Episode X, Boldre Parish in the Great War and Ghosts of the Past, Present
Father time enters slowly and summons the Muse of History and bids her to summon a procession of the Ghosts of the Past. She unfolds her scroll to slow music as the past scenes process past bearing a banner with a date. After passing seated Father Time and Muse, each group takes up its position, to form the two horns of a crescent. Finally the characters of the Great War file past two by two carrying a banner ‘1914-1918’. Then sailors with white Ensign; Merchant Navy with red Ensign; soldiers, airmen, etc. with Union Jack, and Nurses carrying the Red Cross flag. All group and sing God Save the King.
Key historical figures mentioned
- Charles I (1600–1649) king of England, Scotland, and Ireland
- George III (1738–1820) king of the United Kingdom of Great Britain and Ireland, and king of Hanover
- Gilpin, William (1724–1804) writer on art and headmaster
- Charlotte [Princess Charlotte of Mecklenburg-Strelitz] (1744–1818) queen of the United Kingdom of Great Britain and Ireland, and queen of Hanover, consort of George III
- Neale, Sir Harry Burrard, second baronet (1765–1840) naval officer and politician
An orchestra, directed by Mr. C.N. Frecknall performed the following pieces:
- Intro: Henry VIII, Dance no. 1
- Episode 1: Peer Gynt no. 2
- Ep. 2: Peer Gynt
Newspaper coverage of pageant
Book of words
A Pageant Called ‘The History of Boldre’. Lymington, 1922.

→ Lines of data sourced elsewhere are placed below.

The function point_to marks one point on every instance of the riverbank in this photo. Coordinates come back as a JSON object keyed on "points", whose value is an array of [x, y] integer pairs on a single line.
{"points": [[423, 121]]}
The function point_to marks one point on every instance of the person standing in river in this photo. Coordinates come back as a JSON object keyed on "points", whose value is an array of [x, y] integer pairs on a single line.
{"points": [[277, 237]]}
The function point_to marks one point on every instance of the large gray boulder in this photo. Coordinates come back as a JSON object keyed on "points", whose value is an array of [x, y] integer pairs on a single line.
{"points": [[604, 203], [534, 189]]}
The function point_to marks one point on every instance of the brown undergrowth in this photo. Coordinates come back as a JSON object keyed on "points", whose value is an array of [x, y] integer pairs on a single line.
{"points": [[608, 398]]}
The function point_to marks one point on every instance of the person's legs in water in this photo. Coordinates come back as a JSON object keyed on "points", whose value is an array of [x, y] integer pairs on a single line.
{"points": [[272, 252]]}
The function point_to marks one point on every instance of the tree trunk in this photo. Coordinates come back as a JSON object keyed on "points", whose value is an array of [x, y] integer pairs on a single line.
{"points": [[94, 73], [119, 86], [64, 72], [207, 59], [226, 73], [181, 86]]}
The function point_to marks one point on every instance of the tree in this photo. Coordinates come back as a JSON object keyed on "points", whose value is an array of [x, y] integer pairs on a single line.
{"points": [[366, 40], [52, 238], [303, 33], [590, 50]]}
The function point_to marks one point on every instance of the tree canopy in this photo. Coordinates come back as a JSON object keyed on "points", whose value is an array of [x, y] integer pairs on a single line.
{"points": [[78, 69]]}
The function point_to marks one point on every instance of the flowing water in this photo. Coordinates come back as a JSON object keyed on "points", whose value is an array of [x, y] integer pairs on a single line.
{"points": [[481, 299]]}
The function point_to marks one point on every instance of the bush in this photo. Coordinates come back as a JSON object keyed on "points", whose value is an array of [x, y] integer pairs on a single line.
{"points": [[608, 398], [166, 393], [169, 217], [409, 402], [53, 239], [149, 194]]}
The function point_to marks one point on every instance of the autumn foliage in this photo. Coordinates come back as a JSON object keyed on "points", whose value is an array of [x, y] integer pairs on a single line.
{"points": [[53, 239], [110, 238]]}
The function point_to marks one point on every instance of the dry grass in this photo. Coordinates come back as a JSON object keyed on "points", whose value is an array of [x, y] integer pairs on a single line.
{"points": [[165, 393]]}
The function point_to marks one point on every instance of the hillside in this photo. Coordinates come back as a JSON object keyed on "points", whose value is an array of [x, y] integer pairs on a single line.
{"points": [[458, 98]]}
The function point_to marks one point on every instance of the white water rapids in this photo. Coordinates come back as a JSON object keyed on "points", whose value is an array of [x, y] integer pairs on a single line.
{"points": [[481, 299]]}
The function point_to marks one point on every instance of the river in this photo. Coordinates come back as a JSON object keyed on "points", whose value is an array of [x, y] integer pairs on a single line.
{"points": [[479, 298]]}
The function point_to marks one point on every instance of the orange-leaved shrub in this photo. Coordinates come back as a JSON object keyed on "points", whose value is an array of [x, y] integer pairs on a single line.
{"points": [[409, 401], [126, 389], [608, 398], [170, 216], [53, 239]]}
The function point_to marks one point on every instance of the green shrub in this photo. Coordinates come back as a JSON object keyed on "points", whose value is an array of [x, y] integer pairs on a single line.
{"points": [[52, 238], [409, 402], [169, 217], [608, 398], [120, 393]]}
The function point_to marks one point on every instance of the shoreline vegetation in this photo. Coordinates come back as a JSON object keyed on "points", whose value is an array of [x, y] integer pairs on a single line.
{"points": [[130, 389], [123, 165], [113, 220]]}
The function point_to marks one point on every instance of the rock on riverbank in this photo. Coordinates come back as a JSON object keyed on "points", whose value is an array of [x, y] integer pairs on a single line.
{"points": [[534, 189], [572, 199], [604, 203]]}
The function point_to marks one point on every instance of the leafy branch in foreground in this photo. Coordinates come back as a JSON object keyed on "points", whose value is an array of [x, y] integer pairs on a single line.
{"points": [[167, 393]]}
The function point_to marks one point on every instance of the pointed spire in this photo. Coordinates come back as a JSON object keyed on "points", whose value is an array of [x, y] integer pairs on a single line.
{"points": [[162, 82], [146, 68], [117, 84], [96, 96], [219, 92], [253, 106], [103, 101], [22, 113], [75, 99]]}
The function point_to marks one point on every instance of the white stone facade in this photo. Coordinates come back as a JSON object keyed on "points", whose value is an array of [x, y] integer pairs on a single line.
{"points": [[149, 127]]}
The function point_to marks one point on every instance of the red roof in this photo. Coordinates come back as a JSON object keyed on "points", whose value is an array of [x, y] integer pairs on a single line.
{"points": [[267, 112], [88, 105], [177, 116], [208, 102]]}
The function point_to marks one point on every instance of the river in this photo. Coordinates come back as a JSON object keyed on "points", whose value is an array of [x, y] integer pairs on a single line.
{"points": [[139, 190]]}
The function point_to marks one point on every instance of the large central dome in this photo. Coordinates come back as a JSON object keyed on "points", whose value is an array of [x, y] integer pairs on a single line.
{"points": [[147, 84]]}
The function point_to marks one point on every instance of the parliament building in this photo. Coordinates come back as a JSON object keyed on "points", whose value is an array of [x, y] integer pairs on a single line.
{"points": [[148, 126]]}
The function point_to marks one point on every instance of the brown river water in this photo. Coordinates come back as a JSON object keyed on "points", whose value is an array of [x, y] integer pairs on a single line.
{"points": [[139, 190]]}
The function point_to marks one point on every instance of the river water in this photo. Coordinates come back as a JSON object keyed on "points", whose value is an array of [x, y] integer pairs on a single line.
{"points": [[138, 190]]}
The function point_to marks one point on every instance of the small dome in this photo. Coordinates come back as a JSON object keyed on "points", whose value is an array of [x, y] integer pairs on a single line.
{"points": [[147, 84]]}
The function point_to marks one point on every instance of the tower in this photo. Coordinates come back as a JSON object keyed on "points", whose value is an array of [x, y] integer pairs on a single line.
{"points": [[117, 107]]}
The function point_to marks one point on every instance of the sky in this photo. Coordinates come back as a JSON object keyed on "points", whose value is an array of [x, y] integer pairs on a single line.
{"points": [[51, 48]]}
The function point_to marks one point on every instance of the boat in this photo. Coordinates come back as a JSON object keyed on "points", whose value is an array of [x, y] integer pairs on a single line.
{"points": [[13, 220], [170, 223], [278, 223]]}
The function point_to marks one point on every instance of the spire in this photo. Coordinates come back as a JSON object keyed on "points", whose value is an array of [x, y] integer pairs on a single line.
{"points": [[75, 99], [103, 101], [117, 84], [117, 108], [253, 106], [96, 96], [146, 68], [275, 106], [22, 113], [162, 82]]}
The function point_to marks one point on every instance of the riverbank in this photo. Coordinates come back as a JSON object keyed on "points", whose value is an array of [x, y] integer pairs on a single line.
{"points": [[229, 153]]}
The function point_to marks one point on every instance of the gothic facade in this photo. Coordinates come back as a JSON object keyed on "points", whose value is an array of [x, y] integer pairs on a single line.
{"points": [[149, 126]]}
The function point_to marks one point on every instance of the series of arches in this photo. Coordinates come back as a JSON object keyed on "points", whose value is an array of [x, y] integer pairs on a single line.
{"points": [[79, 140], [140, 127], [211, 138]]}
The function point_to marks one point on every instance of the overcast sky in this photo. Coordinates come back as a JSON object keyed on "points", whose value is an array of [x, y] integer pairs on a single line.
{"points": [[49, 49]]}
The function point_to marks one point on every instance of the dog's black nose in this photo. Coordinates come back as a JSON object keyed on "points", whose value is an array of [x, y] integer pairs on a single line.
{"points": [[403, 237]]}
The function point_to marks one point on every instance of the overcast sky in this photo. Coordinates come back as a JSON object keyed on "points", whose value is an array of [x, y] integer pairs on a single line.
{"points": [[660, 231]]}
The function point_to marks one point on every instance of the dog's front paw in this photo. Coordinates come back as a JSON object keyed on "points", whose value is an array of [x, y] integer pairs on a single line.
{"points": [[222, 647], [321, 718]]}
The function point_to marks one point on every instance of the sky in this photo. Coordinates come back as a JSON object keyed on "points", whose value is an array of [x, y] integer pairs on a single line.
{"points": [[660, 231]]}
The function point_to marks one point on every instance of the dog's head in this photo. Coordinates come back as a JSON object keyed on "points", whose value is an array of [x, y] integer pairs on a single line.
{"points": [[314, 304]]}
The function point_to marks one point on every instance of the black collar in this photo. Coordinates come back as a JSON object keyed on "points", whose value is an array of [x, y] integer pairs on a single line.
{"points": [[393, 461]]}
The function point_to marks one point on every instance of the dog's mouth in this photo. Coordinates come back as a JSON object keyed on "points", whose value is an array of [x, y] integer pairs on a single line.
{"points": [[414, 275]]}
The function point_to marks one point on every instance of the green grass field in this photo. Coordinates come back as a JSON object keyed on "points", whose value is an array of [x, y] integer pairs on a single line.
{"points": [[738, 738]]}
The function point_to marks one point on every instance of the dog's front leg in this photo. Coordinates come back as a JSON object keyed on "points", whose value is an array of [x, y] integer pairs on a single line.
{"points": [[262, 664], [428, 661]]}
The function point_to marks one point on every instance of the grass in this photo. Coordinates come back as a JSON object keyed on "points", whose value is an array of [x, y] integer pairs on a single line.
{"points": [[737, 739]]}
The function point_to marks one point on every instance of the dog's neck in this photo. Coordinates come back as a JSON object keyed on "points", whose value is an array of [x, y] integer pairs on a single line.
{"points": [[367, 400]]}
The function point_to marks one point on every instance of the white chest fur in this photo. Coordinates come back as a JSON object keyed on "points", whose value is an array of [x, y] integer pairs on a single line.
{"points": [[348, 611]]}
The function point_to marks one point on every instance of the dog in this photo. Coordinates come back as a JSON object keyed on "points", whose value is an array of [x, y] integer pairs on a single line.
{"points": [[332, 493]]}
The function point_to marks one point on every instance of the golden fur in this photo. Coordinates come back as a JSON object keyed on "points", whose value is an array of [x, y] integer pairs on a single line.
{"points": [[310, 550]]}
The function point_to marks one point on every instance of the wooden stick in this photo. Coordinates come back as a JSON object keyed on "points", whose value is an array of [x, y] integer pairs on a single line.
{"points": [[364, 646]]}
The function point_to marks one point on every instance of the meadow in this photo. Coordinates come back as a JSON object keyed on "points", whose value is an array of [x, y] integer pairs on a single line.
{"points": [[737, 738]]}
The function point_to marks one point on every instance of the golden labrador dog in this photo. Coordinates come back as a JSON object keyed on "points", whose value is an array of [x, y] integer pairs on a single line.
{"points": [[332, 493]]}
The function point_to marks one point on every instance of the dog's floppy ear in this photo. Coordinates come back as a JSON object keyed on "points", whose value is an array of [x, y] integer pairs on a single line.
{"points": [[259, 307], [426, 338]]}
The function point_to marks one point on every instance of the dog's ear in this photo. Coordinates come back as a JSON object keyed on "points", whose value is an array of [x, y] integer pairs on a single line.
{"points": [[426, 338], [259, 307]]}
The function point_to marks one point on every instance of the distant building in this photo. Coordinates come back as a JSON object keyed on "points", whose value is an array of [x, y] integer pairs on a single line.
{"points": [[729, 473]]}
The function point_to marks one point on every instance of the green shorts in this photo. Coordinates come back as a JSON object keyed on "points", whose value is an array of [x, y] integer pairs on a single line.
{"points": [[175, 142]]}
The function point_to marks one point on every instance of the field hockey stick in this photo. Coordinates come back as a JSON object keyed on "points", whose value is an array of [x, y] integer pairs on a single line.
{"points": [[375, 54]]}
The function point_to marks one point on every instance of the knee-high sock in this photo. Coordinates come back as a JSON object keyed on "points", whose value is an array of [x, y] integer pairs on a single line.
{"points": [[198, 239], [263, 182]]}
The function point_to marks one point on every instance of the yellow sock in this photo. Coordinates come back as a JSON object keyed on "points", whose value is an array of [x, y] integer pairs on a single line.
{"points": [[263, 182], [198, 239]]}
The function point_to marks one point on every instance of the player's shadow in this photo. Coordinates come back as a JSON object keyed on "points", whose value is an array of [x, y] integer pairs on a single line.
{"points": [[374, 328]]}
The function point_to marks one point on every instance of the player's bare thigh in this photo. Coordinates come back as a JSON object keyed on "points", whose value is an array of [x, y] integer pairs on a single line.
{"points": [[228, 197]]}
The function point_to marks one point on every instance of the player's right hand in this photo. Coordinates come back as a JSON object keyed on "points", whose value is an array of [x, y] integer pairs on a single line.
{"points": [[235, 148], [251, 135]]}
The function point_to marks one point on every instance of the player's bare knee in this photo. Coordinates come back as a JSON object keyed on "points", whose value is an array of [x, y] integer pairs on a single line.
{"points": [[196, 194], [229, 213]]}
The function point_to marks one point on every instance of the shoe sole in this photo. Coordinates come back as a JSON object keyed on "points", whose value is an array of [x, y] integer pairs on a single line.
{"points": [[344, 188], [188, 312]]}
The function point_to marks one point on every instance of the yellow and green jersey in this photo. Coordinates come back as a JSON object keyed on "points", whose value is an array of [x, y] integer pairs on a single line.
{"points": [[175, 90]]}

Other primary published materials
A Pageant Called ‘The History of Boldre’. Lymington, 1922.
References in secondary literature
Archival holdings connected to pageant
- Copy of pageant programme and photos held in Hampshire Archives, Winchester, Reference 16M98/30.
Sources used in preparation of pageant
The Women’s Institute (WI) was extremely active in the interwar pageant movement. Although responsible for some very large-scale pageants, such as that held in Warwick in 1930, the WI also staged a great many more local and village-level events. Held in 1922 in the village of Boldre in Hampshire, this pageant is a relatively early example of the latter. The narrative presented an account of the history of Boldre from ancient to modern times. As with many pageants, the connections between the history of the locality and that of the nation loomed large, as in the scene featuring Henry VIII’s dissolution of the monasteries. Boldre was in the New Forest, a place that had for many centuries been the hunting ground of kings and a site of conflict between crown and commoner. In medieval times, the deer of the forest were strictly preserved for royal sport, poaching being punishable by death, while in later centuries the livelihoods of the forest smallholders were threatened by acts of enclosure. Something of this tension is captured in the third episode, but in general the monarchy is viewed sympathetically – as in later scenes featuring Charles I and George III. Culminating in a patriotic celebration of sacrifices made in the Great War, the pageant seems generally to have been characterised by a conservative communitarianism, for all that the history of the place provided rich materials for a less consensual – and perhaps more accurate – account.